Archive

Archive for the ‘RavenDB’ Category

RavenDB – Searching across multiple properties

January 18th, 2012 1 comment

Ayende recently posted about Orders Search in RavenDB which got me a little bit excited, since I was pondering how I would do searching in RavenDB without having Full Text Searching from SQL Server.

So digging into it I wanted to try it out for myself how to use it. Given the model:

    public class Post
    {
        public int Id { get; set; }
        public string Title { get; set; }
        public string Description { get; set; }
        public IEnumerable<string> Tags { get; set; }
        public DateTime DatePosted { get; set; }
    }

I’ve setup 10 posts (click here for the insert pastie) just with some really basic data.
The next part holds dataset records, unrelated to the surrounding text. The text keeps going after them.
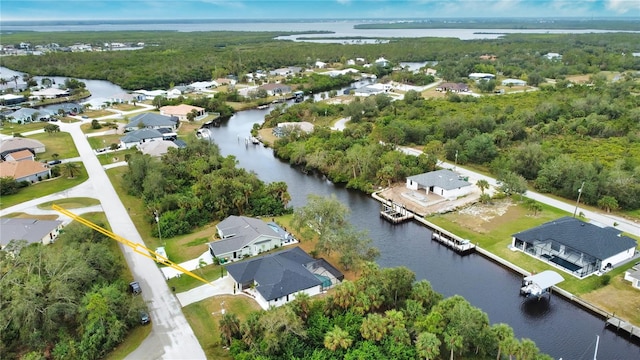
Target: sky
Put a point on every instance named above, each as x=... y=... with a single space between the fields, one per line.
x=11 y=10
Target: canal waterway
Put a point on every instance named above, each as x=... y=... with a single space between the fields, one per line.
x=559 y=328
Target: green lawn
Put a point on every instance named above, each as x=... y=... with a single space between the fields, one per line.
x=186 y=282
x=43 y=188
x=60 y=143
x=205 y=315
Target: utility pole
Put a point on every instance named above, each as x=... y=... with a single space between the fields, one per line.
x=578 y=201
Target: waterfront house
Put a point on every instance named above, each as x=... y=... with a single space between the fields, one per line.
x=277 y=278
x=9 y=145
x=25 y=170
x=31 y=230
x=242 y=236
x=575 y=246
x=140 y=136
x=152 y=121
x=444 y=183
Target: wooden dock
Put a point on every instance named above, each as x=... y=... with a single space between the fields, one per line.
x=459 y=245
x=394 y=212
x=616 y=324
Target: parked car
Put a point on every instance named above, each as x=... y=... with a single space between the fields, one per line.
x=144 y=317
x=134 y=286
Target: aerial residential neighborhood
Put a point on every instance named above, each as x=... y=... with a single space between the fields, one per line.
x=238 y=194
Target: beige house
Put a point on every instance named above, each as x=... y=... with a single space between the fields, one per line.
x=181 y=111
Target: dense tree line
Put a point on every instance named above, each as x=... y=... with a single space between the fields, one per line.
x=177 y=58
x=64 y=301
x=192 y=186
x=384 y=314
x=555 y=138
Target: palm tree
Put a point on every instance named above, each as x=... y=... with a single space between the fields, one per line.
x=428 y=345
x=503 y=333
x=453 y=341
x=229 y=327
x=483 y=185
x=71 y=169
x=337 y=338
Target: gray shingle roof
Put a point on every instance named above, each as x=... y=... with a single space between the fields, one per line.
x=151 y=120
x=31 y=230
x=445 y=179
x=590 y=239
x=277 y=274
x=141 y=134
x=239 y=231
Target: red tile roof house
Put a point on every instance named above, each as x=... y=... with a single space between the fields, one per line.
x=181 y=111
So I’m going to detail here all the data that I’ve setup.

Tags

Tag Name # of Posts Containing Tag
html 3
c# 6
ravendb 4
nhibernate 3
javascript 1
coffeescript 2
less 3
search 6
closures 1
jquery 2
css 1
queryover 2
mapreduce 4

Titles

Nothing interesting, just ‘Test Post X’ for each one to identify them.

Description

Basically for this testing I’ve taken the blog post names of a few things from Google Reader, that some-way relate to the tags above. Take a look at the script mentioned above to see the data.

Creating the Index

So the first thing I want to do is create a Map with a Reduce Result, but we aren’t going to add the Reduce to the index, since we don’t need it to store that data or do anything with it. We purely want the Reduce Result that matches the map, so that we can query against it.

public class Post_Search : AbstractIndexCreationTask<Post, Post_Search.ReduceResult>
{
    public class ReduceResult
    {
        public object[] SearchQuery { get; set; }
        public DateTime DatePosted { get; set; }
    }

    public Post_Search()
    {
        Map = posts =>
            from post in posts
            select new
            {
                SearchQuery = post.Tags.Concat(new[]
                                                {
                                                    post.Description,
                                                    post.Title
                                                }),
                DatePosted = post.DatePosted
            };
    }
}

This index is a little bit funky, and differs from what Ayende showed in his example. I wanted to try something a little different.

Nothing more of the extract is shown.